Le imprese chimiche estere investono, producono e crescono in Italia

22 ottobre 2018
Lo confermano i risultati dello studio "Il ruolo delle imprese chimiche italiane a capitale estero" realizzato dal Centro Studi di  Federchimica.

Le imprese a capitale estero occupano circa il 30% degli addetti totali del settore e realizzano in Italia un valore della produzione che sfiora i 20 miliardi di euro. 
Di questi quasi 13 miliardi, oltre il 60% e, in molti casi più del 75%, sono destinati all’export: lo stereotipo delle aziende straniere che aprono qui una sede solo per soddisfare il mercato italiano non rappresenta il nostro settore.  

Il confronto con i dati rilevati dallo stesso studio 10 anni fa evidenzia che la crisi non ha ridimensionato la presenza estera, proprio grazie a un forte processo di specializzazione che ha reso gli impianti italiani sempre più orientati all’export.
Sono aziende radicate sul territorio, molte anche da più di 25 anni, si sentono e si comportano come aziende italiane.  
Con una produttività del lavoro pari a oltre il doppio della media manifatturiera, queste imprese spesso rappresentano punte di eccellenza di un settore tra i più avanzati su questo fronte.

Molte di queste società fanno ricerca in Italia: ogni anno investono in R&D circa 170 milioni di euro.  Il 69% svolge in Italia  attività di ricerca strategiche per tutto il Gruppo  e in alcune specializzazioni  l’Italia è addirittura il centro di eccellenza mondiale.
Oltre all'impegno nella ricerca, ogni anno queste aziende investono negli stabilimenti italiani 550 milioni di euro e 276 milioni in salute, sicurezza e ambiente: ciò significa che investono per il futuro e la competitività del Paese. 

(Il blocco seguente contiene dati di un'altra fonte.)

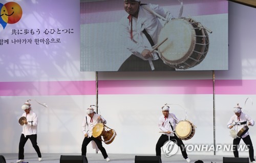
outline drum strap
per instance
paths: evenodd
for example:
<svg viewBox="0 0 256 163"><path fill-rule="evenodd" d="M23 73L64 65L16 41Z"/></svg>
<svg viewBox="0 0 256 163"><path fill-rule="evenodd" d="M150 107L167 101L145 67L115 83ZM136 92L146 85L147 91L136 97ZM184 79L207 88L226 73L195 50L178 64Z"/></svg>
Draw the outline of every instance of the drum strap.
<svg viewBox="0 0 256 163"><path fill-rule="evenodd" d="M173 131L174 131L174 127L173 127L173 125L170 124L170 121L169 121L169 123L170 124L170 127L172 127L172 129L173 130Z"/></svg>
<svg viewBox="0 0 256 163"><path fill-rule="evenodd" d="M243 122L236 122L237 125L244 125L246 124L247 123L246 121Z"/></svg>
<svg viewBox="0 0 256 163"><path fill-rule="evenodd" d="M155 43L154 43L153 39L152 39L151 36L148 33L147 33L147 32L146 32L146 31L145 29L143 30L142 32L146 36L146 38L147 38L147 40L148 40L148 41L150 41L150 44L151 45L151 46L153 46L154 45L155 45Z"/></svg>

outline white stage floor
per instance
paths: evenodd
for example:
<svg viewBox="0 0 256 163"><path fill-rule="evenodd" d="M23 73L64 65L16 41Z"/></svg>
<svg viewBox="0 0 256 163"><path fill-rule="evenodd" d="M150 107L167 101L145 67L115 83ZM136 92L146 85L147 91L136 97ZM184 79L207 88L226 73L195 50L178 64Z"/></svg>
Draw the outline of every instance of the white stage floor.
<svg viewBox="0 0 256 163"><path fill-rule="evenodd" d="M17 153L0 154L3 155L7 163L15 163L18 158ZM60 155L79 155L79 154L67 154L67 153L42 153L42 163L58 163L60 162ZM145 156L153 155L145 154L108 154L111 160L109 162L115 163L132 163L135 162L135 155ZM25 154L25 162L29 163L39 162L36 154ZM105 159L103 159L101 153L89 153L87 155L88 163L101 163L106 162ZM232 157L230 156L217 156L217 155L190 155L189 156L191 163L195 162L198 160L201 160L204 163L222 163L223 157ZM167 157L164 155L162 156L162 162L163 163L181 163L186 162L181 155L175 155L169 157Z"/></svg>

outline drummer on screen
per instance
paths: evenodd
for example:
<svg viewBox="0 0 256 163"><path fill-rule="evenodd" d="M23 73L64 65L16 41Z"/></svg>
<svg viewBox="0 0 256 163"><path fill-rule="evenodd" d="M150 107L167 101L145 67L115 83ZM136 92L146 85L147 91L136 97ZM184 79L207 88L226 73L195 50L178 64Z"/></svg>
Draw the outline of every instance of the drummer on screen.
<svg viewBox="0 0 256 163"><path fill-rule="evenodd" d="M170 13L158 5L142 4L139 0L122 1L127 14L120 21L120 35L131 55L118 71L175 71L163 63L157 53L151 52L163 26L157 16L143 6L167 20L173 17Z"/></svg>
<svg viewBox="0 0 256 163"><path fill-rule="evenodd" d="M252 126L254 125L254 121L249 115L242 112L241 109L242 108L239 106L238 104L233 108L234 115L231 117L227 124L227 127L230 129L235 127L234 130L237 131L236 132L237 134L244 126L247 125L247 123L248 126ZM238 146L239 145L241 138L249 148L249 156L251 162L256 163L256 161L254 159L253 147L248 131L242 136L242 137L237 137L233 140L233 152L234 157L239 157Z"/></svg>
<svg viewBox="0 0 256 163"><path fill-rule="evenodd" d="M92 136L92 130L93 127L98 123L102 123L106 124L106 120L101 115L96 114L94 110L91 107L87 109L86 111L87 115L83 119L82 124L82 132L84 135L84 138L82 144L82 155L86 156L87 147L89 143L93 141L92 143L97 145L97 148L101 152L104 159L107 161L110 160L108 156L106 150L102 146L101 140Z"/></svg>
<svg viewBox="0 0 256 163"><path fill-rule="evenodd" d="M180 147L184 158L187 162L190 162L190 160L187 157L186 148L182 141L179 138L175 133L172 132L175 130L176 124L179 123L179 120L174 114L169 113L169 110L168 106L165 105L162 107L163 114L159 119L158 127L164 133L161 135L157 143L156 146L156 155L161 157L161 148L163 147L166 141L169 139L174 140L174 142L176 142L177 145Z"/></svg>

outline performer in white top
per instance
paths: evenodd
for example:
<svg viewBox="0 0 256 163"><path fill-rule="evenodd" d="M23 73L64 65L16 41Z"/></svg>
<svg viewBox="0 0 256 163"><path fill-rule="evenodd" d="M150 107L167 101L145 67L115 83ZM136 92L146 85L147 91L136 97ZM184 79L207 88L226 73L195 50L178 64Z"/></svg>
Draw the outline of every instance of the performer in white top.
<svg viewBox="0 0 256 163"><path fill-rule="evenodd" d="M252 119L247 114L244 113L242 112L242 108L239 106L238 104L236 107L233 108L233 112L234 115L232 116L227 123L227 128L231 129L235 127L234 130L237 133L244 127L247 125L248 122L248 126L253 126L254 125L254 122ZM254 151L252 143L251 142L251 138L249 135L249 132L247 131L242 137L238 137L234 138L233 140L233 152L235 157L239 157L239 154L238 151L238 146L239 145L241 139L242 139L244 143L248 146L249 148L249 156L250 161L253 163L256 163L256 161L254 159Z"/></svg>
<svg viewBox="0 0 256 163"><path fill-rule="evenodd" d="M22 162L24 161L24 146L28 139L31 141L40 161L42 160L42 156L37 143L38 123L37 115L32 110L31 105L28 101L22 106L22 109L25 112L22 114L22 117L26 117L26 120L23 122L24 124L22 126L23 131L18 146L18 160L17 162Z"/></svg>
<svg viewBox="0 0 256 163"><path fill-rule="evenodd" d="M158 120L158 127L165 133L161 135L157 143L156 146L156 155L161 157L161 148L163 147L166 141L169 140L169 140L173 140L180 147L184 158L187 162L190 162L190 160L187 157L186 148L182 141L179 138L175 133L173 132L175 130L176 124L179 123L179 120L174 114L169 113L169 107L167 105L162 107L163 114Z"/></svg>
<svg viewBox="0 0 256 163"><path fill-rule="evenodd" d="M120 35L132 54L118 71L175 71L164 64L156 52L151 52L152 46L158 43L163 26L157 16L143 6L166 19L172 17L170 12L157 5L142 4L138 0L124 0L124 10L128 14L120 20Z"/></svg>
<svg viewBox="0 0 256 163"><path fill-rule="evenodd" d="M82 144L82 155L86 156L87 147L91 141L93 141L97 145L104 157L107 161L110 160L108 156L106 150L102 146L102 143L99 138L92 136L92 130L93 127L99 123L106 124L106 121L102 116L96 114L94 110L91 107L87 110L87 115L84 117L82 124L82 132L84 135L84 138Z"/></svg>

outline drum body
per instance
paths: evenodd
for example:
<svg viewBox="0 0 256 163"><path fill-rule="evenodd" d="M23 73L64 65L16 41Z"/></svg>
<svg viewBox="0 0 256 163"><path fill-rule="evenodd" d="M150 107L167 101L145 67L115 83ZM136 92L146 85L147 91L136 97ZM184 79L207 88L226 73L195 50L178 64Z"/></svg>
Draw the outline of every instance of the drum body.
<svg viewBox="0 0 256 163"><path fill-rule="evenodd" d="M195 126L187 121L181 121L179 122L175 130L176 135L182 140L188 140L191 138L195 132Z"/></svg>
<svg viewBox="0 0 256 163"><path fill-rule="evenodd" d="M23 123L23 121L24 120L26 120L27 119L26 118L26 117L22 117L19 118L19 119L18 120L18 123L22 125L22 126L23 126L24 125L24 123Z"/></svg>
<svg viewBox="0 0 256 163"><path fill-rule="evenodd" d="M94 137L98 137L102 140L101 136L104 139L104 143L106 144L113 142L116 135L116 133L113 129L109 129L106 126L102 123L99 123L95 125L93 128L92 135Z"/></svg>
<svg viewBox="0 0 256 163"><path fill-rule="evenodd" d="M187 69L199 64L209 48L206 30L192 18L174 18L166 22L158 36L158 48L164 63L177 69Z"/></svg>
<svg viewBox="0 0 256 163"><path fill-rule="evenodd" d="M246 132L249 130L249 127L247 126L244 126L241 130L238 131L237 135L238 137L241 137L243 135L244 135Z"/></svg>

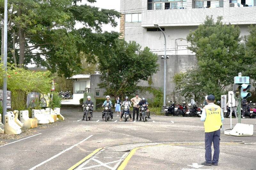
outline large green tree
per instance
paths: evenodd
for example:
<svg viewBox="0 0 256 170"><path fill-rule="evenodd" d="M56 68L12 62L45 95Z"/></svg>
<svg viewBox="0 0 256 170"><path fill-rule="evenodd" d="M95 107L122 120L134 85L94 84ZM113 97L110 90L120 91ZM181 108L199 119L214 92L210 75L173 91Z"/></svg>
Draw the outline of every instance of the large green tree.
<svg viewBox="0 0 256 170"><path fill-rule="evenodd" d="M102 33L101 27L109 23L116 26L115 19L120 15L114 10L78 5L77 3L81 1L8 1L8 61L20 67L32 63L66 77L81 72L80 53L95 57L98 49L91 45L100 44L99 37L107 35L111 39L117 38L118 33ZM1 28L4 4L4 0L0 0ZM84 27L76 29L77 22ZM1 33L3 54L3 29Z"/></svg>
<svg viewBox="0 0 256 170"><path fill-rule="evenodd" d="M244 60L245 46L240 43L240 29L223 24L221 19L219 17L214 22L212 17L207 17L187 37L191 44L188 49L195 53L198 66L174 79L176 89L186 96L199 99L212 94L220 97L233 83L234 76L246 70L248 63ZM187 81L181 79L184 78Z"/></svg>
<svg viewBox="0 0 256 170"><path fill-rule="evenodd" d="M98 58L103 80L99 85L106 89L106 95L123 97L133 94L140 80L147 81L158 70L157 55L147 47L141 49L135 41L116 39L102 53Z"/></svg>

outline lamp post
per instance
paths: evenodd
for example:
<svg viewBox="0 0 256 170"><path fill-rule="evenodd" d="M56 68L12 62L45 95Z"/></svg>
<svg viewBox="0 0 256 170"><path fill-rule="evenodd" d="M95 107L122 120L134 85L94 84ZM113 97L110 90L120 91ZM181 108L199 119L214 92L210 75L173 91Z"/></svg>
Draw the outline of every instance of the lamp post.
<svg viewBox="0 0 256 170"><path fill-rule="evenodd" d="M154 26L156 28L161 30L163 33L164 34L164 106L165 108L165 98L166 98L166 38L164 32L163 31L161 28L159 27L158 24L154 24Z"/></svg>
<svg viewBox="0 0 256 170"><path fill-rule="evenodd" d="M7 70L7 21L8 15L7 11L7 1L4 0L4 71ZM3 62L3 61L2 61ZM4 124L5 122L4 120L4 115L6 114L7 111L7 79L6 74L4 74L4 82L3 89L3 121Z"/></svg>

La forte presenza delle imprese a capitale estero dimostra che l’Italia mantiene nella chimica importanti fattori di competitività.
Dall'indagine emerge che il punto di forza principale sono le risorse umane, apprezzate per competenze chimiche e capacità manageriali di eccellenza, buon rapporto qualità-costo, soprattutto con riferimento alle figure più qualificate e ai giovani, creatività, che si traduce in capacità di trovare soluzioni concrete di fronte alle difficoltà, elevata disponibilità in termini temporali, doti di flessibilità, a livello di singolo, ma anche di organizzazione nel suo complesso.
Ed è proprio nel settore occupazionale che le imprese estere portano altro valore all'Italia: sono 31.500 gli addetti, 100.000 considerando l’indotto.  

Un altro fattore di attrattività per un settore, come la chimica, votato all'innovazione è la possibilità di operare all'interno di un sistema industriale unico, ricco di PMI e con filiere tra le più avanzate al mondo.

Lo studio evidenzia anche le criticità di sistema con le quali le imprese devono confrontarsi, prima fra tutte la burocrazia.
Infatti, anche se le normative sono definite sempre più a livello europeo, gli interlocutori si sono moltiplicati e non sempre mostrano un adeguato coordinamento. Tra i fattori più critici anche il sistema fiscale, non tanto per la sua onerosità quanto per i continui cambiamenti e l’incertezza del diritto, che condizionano pesantemente la valutazione del ritorno degli investimenti.